Non abbiamo mai coltivato una cultura rivendicazionista, ci siamo attenuti ai dati di realtà: siamo fermamente convinti che il Mezzogiorno sia la maggiore riserva di crescita per l’Italia, esso dispone di una gran quantità di risorse inutilizzate, in primis quelle umane, i giovani e le donne. Ma può dare un contributo prezioso solo se è messo in grado di poterlo fare, per sé e a vantaggio di tutto il Paese. L’agenda è nota a tutti noi, la conosciamo da tempo, i titoli sono retoricamente elencati in tante dichiarazioni pubbliche. Garantire i diritti di cittadinanza, costruire reti territoriali innovative di welfare e sanità, l’investimento nella istruzione pubblica per accrescere quantità e qualità degli apprendimenti lungo tutta la filiera scolastica, una mobilità sostenibile per ricucire i territori, la valorizzazione delle diversità territoriali, quelle agricole, i beni culturali, il turismo sostenibile. Per non parlare della questione demografica affrontata in altre edizioni della Summer School: nel sud la popolazione si è ridotta più che in altre parti, l’Italia si riempie da una parte e si svuota lentamente dall’altra, un fenomeno lento, non immediatamente percepibile, un po’ come lo scioglimento dei ghiacciai i cui effetti si manifestano tragicamente nel tempo. Per non parlare dello spreco dei talenti di giovani e donne, uno spreco immenso di energia lavorativa già bassa in Italia rispetto all’Europa, ancor più nel Mezzogiorno.

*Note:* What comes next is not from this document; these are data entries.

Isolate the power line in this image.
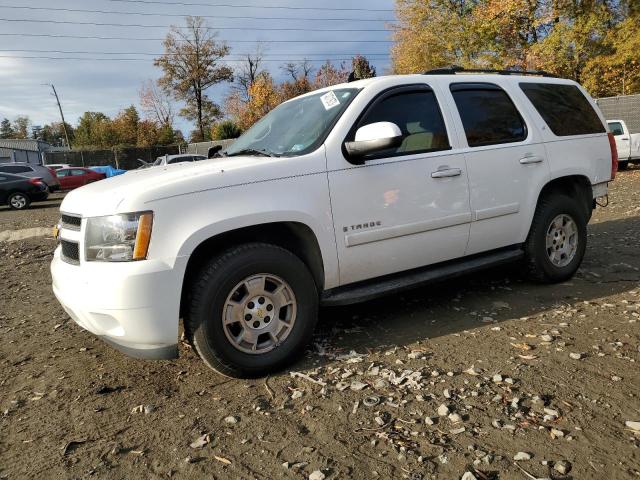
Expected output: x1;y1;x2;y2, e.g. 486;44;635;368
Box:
105;0;393;12
0;18;388;32
0;5;394;22
0;48;389;58
0;32;393;44
0;55;384;63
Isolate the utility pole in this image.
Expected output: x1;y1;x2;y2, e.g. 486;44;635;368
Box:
45;83;71;149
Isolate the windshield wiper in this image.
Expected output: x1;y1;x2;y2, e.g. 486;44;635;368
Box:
227;148;279;157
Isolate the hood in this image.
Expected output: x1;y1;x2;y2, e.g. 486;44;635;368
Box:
60;156;276;217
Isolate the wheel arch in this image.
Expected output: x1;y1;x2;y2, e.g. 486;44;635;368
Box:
180;221;325;317
536;174;595;222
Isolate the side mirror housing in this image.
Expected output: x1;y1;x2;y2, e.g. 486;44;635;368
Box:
344;122;403;159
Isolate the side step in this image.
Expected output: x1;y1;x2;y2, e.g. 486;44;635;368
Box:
320;247;524;306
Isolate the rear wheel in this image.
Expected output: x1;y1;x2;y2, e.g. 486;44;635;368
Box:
185;243;318;377
7;192;31;210
525;194;587;283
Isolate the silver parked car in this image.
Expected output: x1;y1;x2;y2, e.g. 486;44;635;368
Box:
153;153;207;167
0;163;60;192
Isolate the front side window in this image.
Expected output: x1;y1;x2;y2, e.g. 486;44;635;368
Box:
450;83;527;147
354;88;450;157
520;83;605;137
223;88;358;156
609;122;624;135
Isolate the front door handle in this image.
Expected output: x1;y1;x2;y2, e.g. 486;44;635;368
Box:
431;167;462;178
520;155;544;165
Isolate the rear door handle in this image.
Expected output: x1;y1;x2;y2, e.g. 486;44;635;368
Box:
520;155;544;165
431;167;462;178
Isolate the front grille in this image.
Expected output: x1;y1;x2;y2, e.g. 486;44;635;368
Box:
60;240;80;265
62;213;82;230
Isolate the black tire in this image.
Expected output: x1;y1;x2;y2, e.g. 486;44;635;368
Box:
525;193;588;283
184;243;319;378
7;192;31;210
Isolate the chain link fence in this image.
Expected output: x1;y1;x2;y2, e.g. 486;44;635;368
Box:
596;95;640;133
42;140;234;170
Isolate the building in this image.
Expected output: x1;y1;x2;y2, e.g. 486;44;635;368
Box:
0;138;52;165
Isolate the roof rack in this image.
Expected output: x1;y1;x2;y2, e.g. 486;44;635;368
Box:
424;65;555;77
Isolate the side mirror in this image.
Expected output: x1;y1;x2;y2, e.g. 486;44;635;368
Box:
344;122;403;159
207;145;222;158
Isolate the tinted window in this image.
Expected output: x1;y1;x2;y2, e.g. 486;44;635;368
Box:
520;83;605;137
358;90;449;156
609;122;624;135
0;165;31;173
451;83;527;147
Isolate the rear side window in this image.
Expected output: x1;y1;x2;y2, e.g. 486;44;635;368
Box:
520;83;605;137
450;83;527;147
0;165;31;173
609;122;624;135
358;89;450;157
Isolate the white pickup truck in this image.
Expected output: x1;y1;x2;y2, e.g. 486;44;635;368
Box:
607;120;640;170
51;69;617;377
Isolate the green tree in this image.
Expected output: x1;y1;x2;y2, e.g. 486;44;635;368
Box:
154;17;233;140
0;118;13;138
211;120;242;140
74;112;111;148
41;122;75;146
351;55;376;80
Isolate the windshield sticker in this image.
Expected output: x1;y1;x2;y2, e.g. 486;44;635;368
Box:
320;91;340;110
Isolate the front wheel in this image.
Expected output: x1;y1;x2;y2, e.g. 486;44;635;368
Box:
525;194;587;283
7;192;31;210
185;243;318;378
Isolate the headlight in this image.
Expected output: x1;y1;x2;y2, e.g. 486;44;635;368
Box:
84;212;153;262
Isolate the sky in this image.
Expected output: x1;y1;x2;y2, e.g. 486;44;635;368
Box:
0;0;395;134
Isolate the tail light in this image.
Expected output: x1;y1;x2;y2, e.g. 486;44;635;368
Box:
607;132;618;180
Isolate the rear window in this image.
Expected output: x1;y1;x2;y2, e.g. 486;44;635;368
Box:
0;165;31;173
520;83;606;137
450;83;527;147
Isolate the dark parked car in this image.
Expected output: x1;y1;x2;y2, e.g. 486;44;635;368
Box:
0;172;49;210
0;163;60;192
56;167;107;190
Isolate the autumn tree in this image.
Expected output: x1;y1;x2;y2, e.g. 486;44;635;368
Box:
111;105;140;146
313;60;349;88
11;115;31;138
154;17;233;140
0;118;13;138
138;80;175;127
234;45;264;102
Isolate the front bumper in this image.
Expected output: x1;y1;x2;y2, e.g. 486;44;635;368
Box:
51;247;186;360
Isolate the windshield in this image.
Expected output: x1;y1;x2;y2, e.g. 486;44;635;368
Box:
224;88;358;156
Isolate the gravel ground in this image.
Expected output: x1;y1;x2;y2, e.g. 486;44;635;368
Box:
0;168;640;480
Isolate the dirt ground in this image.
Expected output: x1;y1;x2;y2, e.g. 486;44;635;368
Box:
0;168;640;480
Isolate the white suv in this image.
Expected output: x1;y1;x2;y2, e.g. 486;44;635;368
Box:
51;70;617;377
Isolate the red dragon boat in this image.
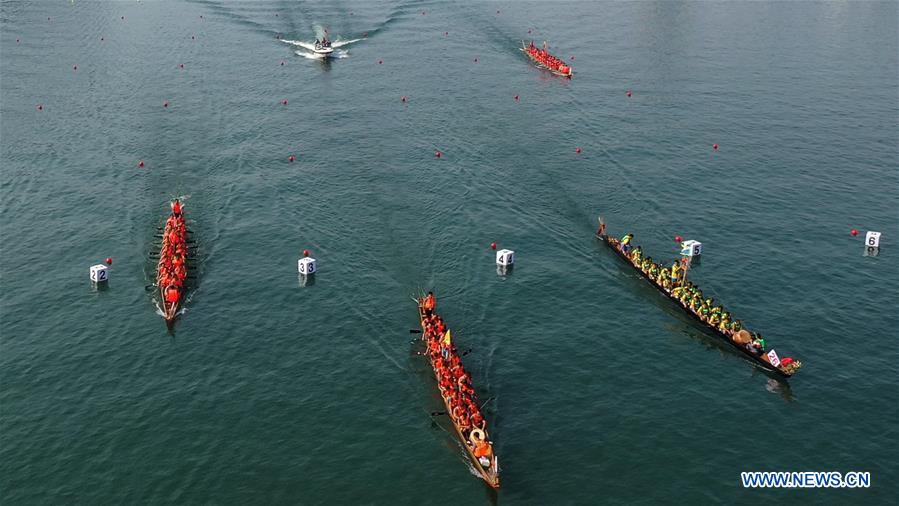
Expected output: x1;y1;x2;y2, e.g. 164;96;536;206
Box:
521;41;572;78
156;199;188;323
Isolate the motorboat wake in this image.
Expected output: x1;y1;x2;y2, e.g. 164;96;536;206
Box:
280;37;363;60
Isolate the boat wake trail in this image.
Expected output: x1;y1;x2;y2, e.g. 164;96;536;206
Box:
278;37;365;60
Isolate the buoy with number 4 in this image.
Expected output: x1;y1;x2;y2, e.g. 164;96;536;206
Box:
496;249;515;267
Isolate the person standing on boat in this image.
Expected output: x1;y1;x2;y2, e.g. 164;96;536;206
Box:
440;329;453;360
621;234;634;254
422;292;437;314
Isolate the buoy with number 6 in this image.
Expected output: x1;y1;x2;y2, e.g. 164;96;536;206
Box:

Una agenda conosciuta, ahimè, ma rimasta in gran parte sulla carta, una pagina bianca.
Abbiamo fatto altre scelte. Davanti a noi stanno i decenni passati, decenni nei quali l’economia della conoscenza ha dato un forte impulso alle grandi agglomerazioni urbane, le città si sono estese inglobando porzioni importanti di territori come ci raccontano i casi di Milano, Roma, e di gran parte delle capitali europee. Sono seguiti investimenti strutturali per aeroporti, alta velocità, metropolitane, ferrovie leggere, edilizia residenziale, Università, sedi di multinazionali. Non v’è dubbio che vivere nelle città offra oggi un accesso a reti di valore formali e informali, di conoscenza e saperi, di innovazioni e opportunità lavorative, inimmaginabili in altri territori. Ma è pur vero che i territori pieni hanno generato anche disuguaglianze, periferie povere, lavoro indegno, scarsa qualità ambientale.
È possibile ripensare a questo modello così evocato dal mainstream della riflessione culturale e politica odierna? Un riequilibrio, una trasformazione!
La domanda che ci poniamo, ora più stringente con la diffusione della pandemia, è se siano maturi i tempi per trasformare l’attuale articolazione territoriale dei sistemi economici, delle politiche sanitarie e di welfare, in una prospettiva di benessere diffuso e inclusivo. È una idea romantica? Un ritorno ai “bei tempi”? Oppure vi sono concrete possibilità di rianimare una Italia più rispettosa delle diversità, insomma più inclusiva, fatemi dire più bella? Non isole o localismi gretti, ma un arcipelago potentemente connesso e aperto, sostenuto da una azione collettiva ricostruttiva come recita il titolo della Summer School 2020 di Pietrelcina.
In tutto questo, sottolineo l’estrema importanza del ruolo che hanno e che avranno le Associazioni, e in particolare ANLA, con il suo bagaglio di valori e di competenze, rappresenta una risorsa che può giocare un ruolo importante nelle regioni del Mezzogiorno.